Outputs of same batch produce different results with deterministic settings on

rbracco commented 3 years ago

I'm working on implementing something new but I'm having trouble getting the model to output the same thing each time. The output from the featurizer is consistent, but the output from Quartznet 15x5 (encoder + decoder) is slightly different each time. I am aware of #1030 and have taken the following steps.

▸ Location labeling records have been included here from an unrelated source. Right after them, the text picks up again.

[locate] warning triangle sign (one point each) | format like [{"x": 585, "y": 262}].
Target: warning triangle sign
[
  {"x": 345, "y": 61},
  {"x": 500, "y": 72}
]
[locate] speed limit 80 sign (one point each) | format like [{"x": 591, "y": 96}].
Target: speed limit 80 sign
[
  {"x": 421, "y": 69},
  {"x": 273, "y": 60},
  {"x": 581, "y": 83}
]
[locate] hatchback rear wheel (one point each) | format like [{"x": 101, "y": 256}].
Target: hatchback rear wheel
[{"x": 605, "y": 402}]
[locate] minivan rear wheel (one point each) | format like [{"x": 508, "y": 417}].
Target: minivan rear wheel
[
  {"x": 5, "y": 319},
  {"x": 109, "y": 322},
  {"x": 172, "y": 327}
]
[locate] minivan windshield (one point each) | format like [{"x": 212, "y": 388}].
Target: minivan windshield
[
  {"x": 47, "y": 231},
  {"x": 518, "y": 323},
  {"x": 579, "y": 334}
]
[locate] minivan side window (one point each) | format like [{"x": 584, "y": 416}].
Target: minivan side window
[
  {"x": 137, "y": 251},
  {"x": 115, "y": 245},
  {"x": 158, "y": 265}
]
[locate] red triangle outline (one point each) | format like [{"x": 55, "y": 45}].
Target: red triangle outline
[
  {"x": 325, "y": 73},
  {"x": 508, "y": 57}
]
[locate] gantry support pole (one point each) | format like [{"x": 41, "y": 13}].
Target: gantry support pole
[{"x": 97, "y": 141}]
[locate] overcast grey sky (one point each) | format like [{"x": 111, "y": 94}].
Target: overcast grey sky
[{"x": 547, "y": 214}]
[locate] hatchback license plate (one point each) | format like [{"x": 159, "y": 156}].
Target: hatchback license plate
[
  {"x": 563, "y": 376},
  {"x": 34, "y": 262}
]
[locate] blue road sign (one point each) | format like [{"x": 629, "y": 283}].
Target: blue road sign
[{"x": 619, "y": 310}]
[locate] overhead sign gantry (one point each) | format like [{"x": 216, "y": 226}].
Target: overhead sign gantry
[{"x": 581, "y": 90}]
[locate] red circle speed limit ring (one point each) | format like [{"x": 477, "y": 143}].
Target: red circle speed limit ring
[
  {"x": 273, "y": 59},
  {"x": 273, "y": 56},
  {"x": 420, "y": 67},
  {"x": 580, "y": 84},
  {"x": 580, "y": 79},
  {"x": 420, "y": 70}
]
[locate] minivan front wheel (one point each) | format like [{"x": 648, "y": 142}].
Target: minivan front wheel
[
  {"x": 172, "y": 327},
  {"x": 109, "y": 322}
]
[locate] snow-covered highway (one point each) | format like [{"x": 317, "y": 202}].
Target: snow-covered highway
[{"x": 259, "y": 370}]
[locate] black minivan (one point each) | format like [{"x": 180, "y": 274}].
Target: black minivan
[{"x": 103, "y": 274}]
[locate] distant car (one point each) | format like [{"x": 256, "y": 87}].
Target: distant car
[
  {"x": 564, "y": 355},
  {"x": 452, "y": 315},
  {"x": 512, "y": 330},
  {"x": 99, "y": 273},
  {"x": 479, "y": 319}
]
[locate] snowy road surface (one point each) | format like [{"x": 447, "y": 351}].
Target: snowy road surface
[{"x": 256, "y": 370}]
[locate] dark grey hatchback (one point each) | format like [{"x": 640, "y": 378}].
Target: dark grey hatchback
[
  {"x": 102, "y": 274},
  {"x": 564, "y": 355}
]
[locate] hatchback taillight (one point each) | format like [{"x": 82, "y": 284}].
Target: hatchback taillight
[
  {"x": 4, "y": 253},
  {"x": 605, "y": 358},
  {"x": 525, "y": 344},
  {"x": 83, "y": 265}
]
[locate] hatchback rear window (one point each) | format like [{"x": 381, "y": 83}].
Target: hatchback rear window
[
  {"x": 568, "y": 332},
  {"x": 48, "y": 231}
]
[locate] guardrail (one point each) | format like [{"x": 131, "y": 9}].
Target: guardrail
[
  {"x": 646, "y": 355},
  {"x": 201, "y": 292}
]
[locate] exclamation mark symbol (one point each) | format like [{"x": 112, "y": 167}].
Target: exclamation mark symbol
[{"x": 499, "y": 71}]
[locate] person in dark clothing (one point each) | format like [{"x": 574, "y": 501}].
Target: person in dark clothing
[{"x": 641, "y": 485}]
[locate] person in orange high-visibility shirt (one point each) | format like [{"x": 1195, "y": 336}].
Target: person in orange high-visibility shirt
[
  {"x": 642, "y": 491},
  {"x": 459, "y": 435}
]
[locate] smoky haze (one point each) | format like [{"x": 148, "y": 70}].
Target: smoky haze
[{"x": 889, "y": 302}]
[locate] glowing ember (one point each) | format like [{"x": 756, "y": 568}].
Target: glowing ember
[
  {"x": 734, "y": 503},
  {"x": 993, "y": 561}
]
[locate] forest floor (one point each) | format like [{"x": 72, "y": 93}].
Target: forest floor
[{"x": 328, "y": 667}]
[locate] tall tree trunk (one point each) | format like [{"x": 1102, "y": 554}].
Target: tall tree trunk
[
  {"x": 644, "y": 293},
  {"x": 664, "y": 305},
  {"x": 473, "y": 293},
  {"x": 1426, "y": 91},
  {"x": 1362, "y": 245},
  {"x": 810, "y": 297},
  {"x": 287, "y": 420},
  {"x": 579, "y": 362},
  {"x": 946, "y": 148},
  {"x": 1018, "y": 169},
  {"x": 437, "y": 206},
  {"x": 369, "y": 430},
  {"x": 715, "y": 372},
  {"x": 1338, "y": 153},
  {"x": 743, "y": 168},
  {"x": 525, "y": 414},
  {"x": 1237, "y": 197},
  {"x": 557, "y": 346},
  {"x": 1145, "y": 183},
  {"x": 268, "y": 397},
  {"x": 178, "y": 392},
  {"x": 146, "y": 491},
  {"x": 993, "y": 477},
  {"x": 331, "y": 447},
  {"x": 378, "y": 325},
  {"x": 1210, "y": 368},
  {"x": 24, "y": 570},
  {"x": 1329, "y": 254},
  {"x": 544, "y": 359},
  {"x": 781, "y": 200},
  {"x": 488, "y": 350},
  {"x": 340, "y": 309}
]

Set pytorch lightning seed with pl.utilities.seed.seed_everything(8)
Set num_workers = 0 in the dataloader (This is the default NeMo value anyway, right?)
Setting shuffle=False in the train dataloader
Pass the flag deterministic=True to the lightning trainer.
Turn off dithering (this shouldn't really matter since I'm setting a seed)
Setting the environment variable CUBLAS_WORKSPACE_CONFIG=:16:8

Any idea what could be causing this? If I load the model weights in to a quartznet like model in pytorch lightning and set the seed, the output is the same every time. Thank you!

titu1994 commented 3 years ago

Could you try quartzner with batch size 1?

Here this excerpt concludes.